2016's Best Underrated Albums

2016's Best Underrated Albums

Author Topaz ?

To reference Merriam-Webster’s perfect summary of 2016, it’s been a surreal year. Despite all the misfortunes, it’s also been a year with an excellent soundtrack and plentiful albums. Dozens of annual end-of-the year-lists have rolled out by now, and as much as I love Beyoncé, Frank Ocean and David Bowie, there are other artists that deserve album recognition as well.

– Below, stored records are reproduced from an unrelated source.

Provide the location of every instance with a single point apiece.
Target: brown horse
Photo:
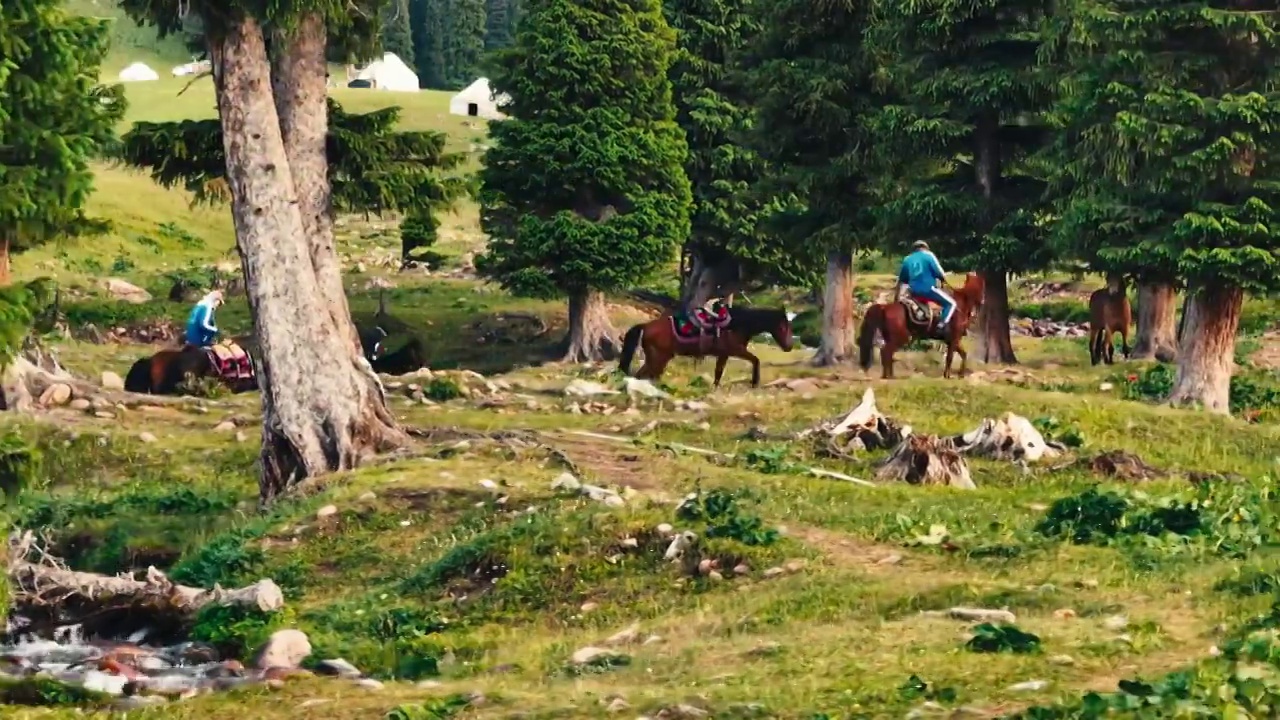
(661, 341)
(1109, 314)
(901, 320)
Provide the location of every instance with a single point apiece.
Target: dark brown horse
(168, 370)
(1109, 314)
(901, 320)
(661, 341)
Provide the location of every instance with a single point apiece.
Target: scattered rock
(339, 668)
(126, 291)
(286, 648)
(58, 393)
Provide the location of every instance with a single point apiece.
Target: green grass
(426, 573)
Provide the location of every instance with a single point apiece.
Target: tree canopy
(54, 119)
(584, 188)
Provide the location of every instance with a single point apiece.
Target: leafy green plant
(442, 390)
(723, 518)
(1002, 638)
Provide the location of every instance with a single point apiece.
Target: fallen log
(46, 592)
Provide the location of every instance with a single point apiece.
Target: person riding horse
(926, 278)
(201, 331)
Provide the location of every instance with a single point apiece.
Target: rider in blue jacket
(924, 276)
(201, 331)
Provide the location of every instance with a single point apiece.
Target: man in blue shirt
(924, 276)
(201, 331)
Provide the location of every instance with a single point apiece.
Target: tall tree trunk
(1157, 322)
(1206, 356)
(590, 333)
(298, 86)
(5, 276)
(991, 326)
(839, 340)
(993, 342)
(312, 418)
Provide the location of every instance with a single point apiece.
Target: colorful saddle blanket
(920, 314)
(693, 327)
(231, 360)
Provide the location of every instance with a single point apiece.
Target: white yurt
(389, 73)
(138, 72)
(478, 101)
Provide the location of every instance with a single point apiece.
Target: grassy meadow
(461, 578)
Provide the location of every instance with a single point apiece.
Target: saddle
(922, 314)
(231, 360)
(700, 323)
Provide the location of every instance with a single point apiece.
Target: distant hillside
(129, 42)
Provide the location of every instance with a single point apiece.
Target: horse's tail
(629, 347)
(872, 323)
(138, 378)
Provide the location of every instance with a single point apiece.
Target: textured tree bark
(314, 420)
(1206, 356)
(590, 333)
(300, 90)
(839, 336)
(991, 326)
(1157, 323)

One of the great things about music is that it’s objective, so there’s no way to measure a definitive critical list or declare an ultimate best. Here are some of my favorite albums of 2016—in no particular order—which you may have overlooked, or, like me, noticed were absent from the abundance of annual roundup lists.

“Long Way Home”


The 20-year-old British singer and songwriter bared all her intimate thoughts for her debut “Long Way Home,” presenting an intimate lens that flickers through experimental pop. Låpsley’s multi-instrumental skills and former classical training translate across layers of synth-pop distortion and disco-inspired anthems, while her lush vocals peel back earnest tales of agony. 

“Love & Hate”

Michael Kiwanuka

Michael Kiwanuka is one of the few R&B artists who have refused to succumb to the genre’s synthesized trends and modernized pop adaptions. Instead, he continues to craft retro echoes of traditional folk-soul on his sophomore album, incorporating orchestras and reverbed vocals. “Love & Hate” is reminiscent of radio songs from the past, all while remaining authentic, as it explores Kiwanuka’s painful memories, failing relationships and racial identity in a white world.

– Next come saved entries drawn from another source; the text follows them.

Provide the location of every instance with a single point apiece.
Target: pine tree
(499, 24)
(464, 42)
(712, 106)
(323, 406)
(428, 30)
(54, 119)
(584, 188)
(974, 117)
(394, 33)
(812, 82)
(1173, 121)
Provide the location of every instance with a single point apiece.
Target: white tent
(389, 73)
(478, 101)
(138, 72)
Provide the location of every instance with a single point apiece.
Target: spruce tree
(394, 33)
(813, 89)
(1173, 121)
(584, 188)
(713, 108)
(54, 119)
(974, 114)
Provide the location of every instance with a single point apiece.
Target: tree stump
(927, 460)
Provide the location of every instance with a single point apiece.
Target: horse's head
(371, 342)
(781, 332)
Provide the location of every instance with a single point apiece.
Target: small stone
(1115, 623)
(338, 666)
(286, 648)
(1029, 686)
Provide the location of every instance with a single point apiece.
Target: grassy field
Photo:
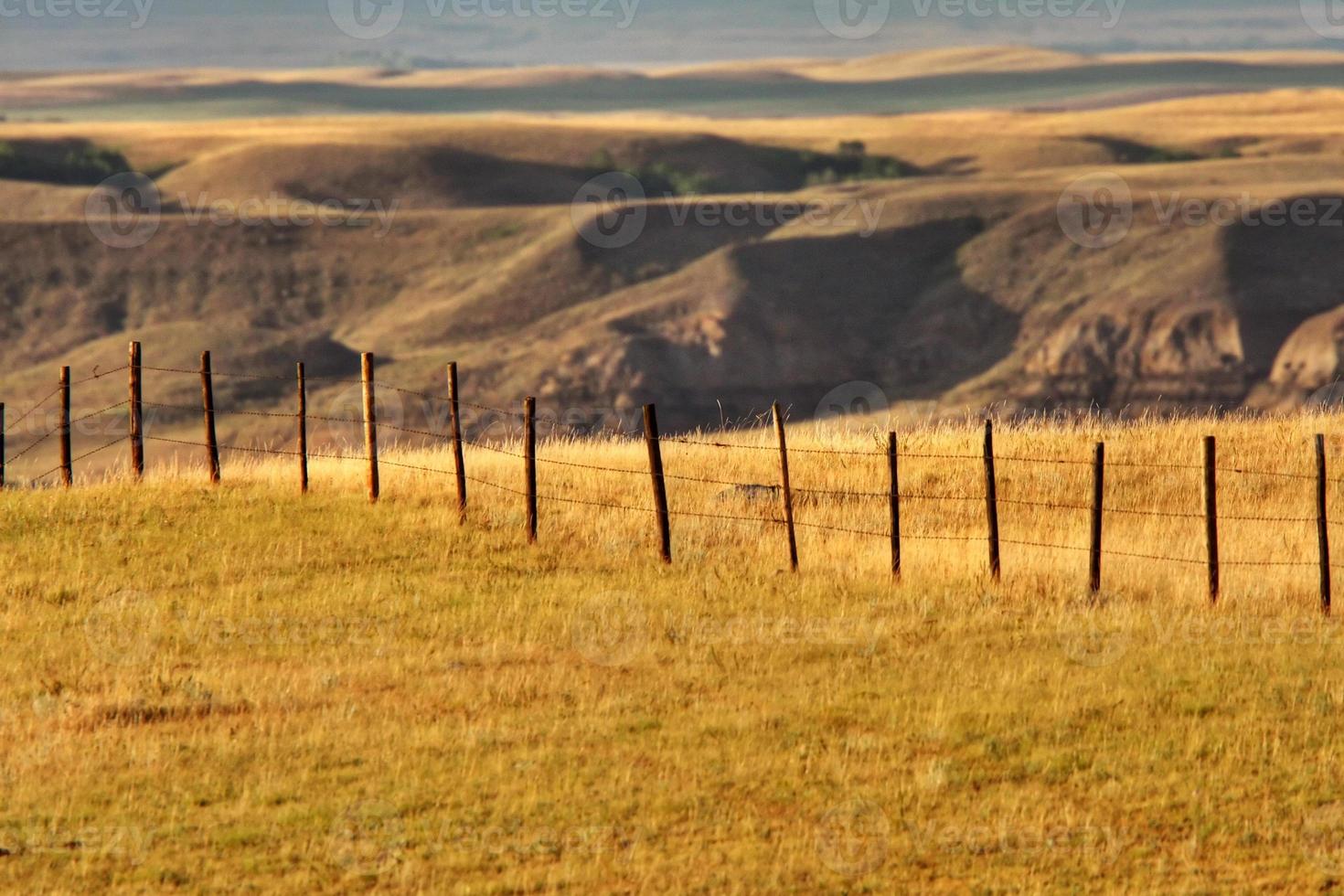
(208, 687)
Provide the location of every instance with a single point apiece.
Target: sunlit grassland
(245, 687)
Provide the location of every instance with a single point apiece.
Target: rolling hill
(949, 283)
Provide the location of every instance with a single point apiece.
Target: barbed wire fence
(887, 461)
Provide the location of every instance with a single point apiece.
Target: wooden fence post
(208, 402)
(137, 423)
(660, 492)
(459, 461)
(369, 423)
(68, 475)
(303, 430)
(895, 504)
(992, 503)
(785, 488)
(1323, 527)
(529, 464)
(1211, 513)
(1098, 498)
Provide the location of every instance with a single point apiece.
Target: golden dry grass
(218, 687)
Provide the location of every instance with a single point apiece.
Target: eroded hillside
(763, 269)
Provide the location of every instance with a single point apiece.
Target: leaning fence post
(895, 504)
(660, 492)
(68, 475)
(459, 461)
(1323, 527)
(1211, 513)
(303, 430)
(208, 400)
(1098, 497)
(992, 503)
(785, 488)
(137, 425)
(369, 423)
(529, 464)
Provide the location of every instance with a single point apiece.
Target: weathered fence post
(895, 504)
(1323, 527)
(137, 422)
(660, 492)
(303, 430)
(1098, 497)
(785, 488)
(992, 503)
(369, 423)
(68, 475)
(529, 464)
(1211, 513)
(459, 461)
(208, 400)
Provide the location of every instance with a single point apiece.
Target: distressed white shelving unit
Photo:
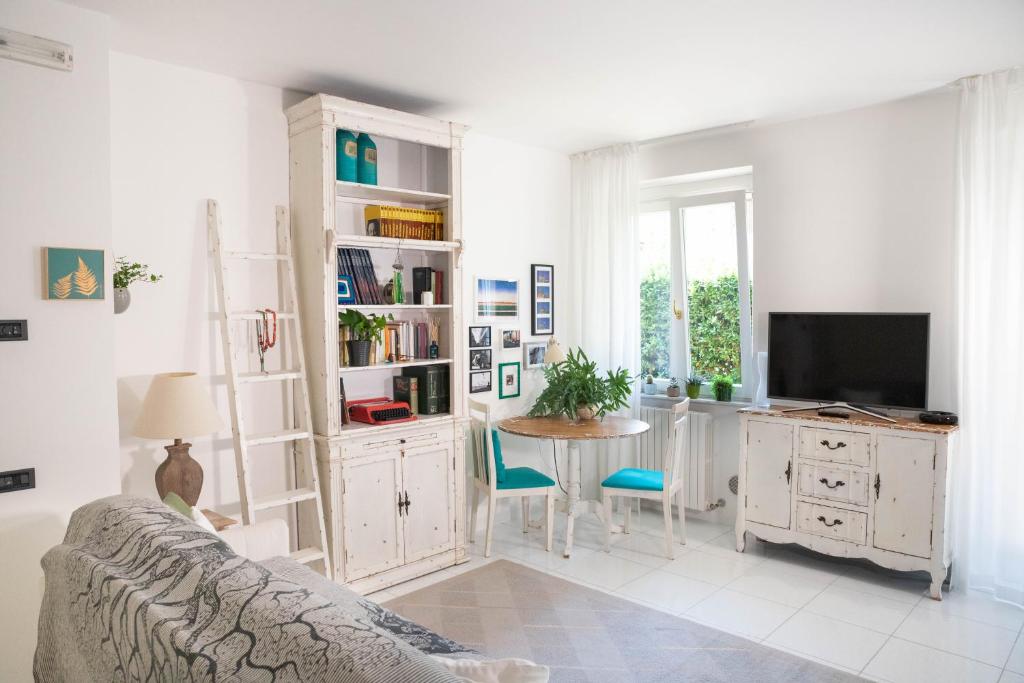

“Never Be Like You” featuring Kai was a game changer for the Australian producer, as its radio-hit status introduced him to a new mainstream pop audience. But Flume delivers more than just a one hit-single on “Skin,” his genre-pushing sophomore album that combines melodic features (from the like of Tove Lo, Vince Staples and Beck) with his impressive abilities to craft bass sounds so fluidly. All 16 tracks hold their own unique energy, while together they chart the sonic journey of this progressive artist.



Remember the craze over Baauer’s viral “Harlem Shake?” Well, now forget all about it. Baauer proves he’s far removed from making another memeable hit and shows off his eclectic producing chops on “Aa,: his unforeseen sensational debut. The 13-track album thumps through trap and hip-hop influences, featuring the genres’ tastemakers, including Future, Pusha T and M.I.A, among others. “Aa” jumps the line between glitchy and sleek jams, while relentlessly pounding out raw bass drops that will keep you guessing and yearning for more.


Selah Sue

The Belgian artist is a genre-bending hidden gem, and once discovered, her music is too enticing to ignore. Selah Sue has a profound, old school voice made for soul, and it’s matched with cathartic songwriting that explores her battles with mental health. Her sophomore album “Reason” ranges from stripped down ballads to upbeat dance tracks and reggae infused sounds, all while lyrically remaining true to her emotional being.



The Brooklyn duo’s recent break-up announcement makes this one an even more worthwhile listen. Chairlift has consistently evolved their sound, amidst indie-rock darling labels and Apple commercial fame. Their fourth album, “Mouth,” is their most significant testament to growth, taking synth-pop to a futuristic R&B world. It’s bittersweet that Chairlift found their best avant-pop sound on their final release.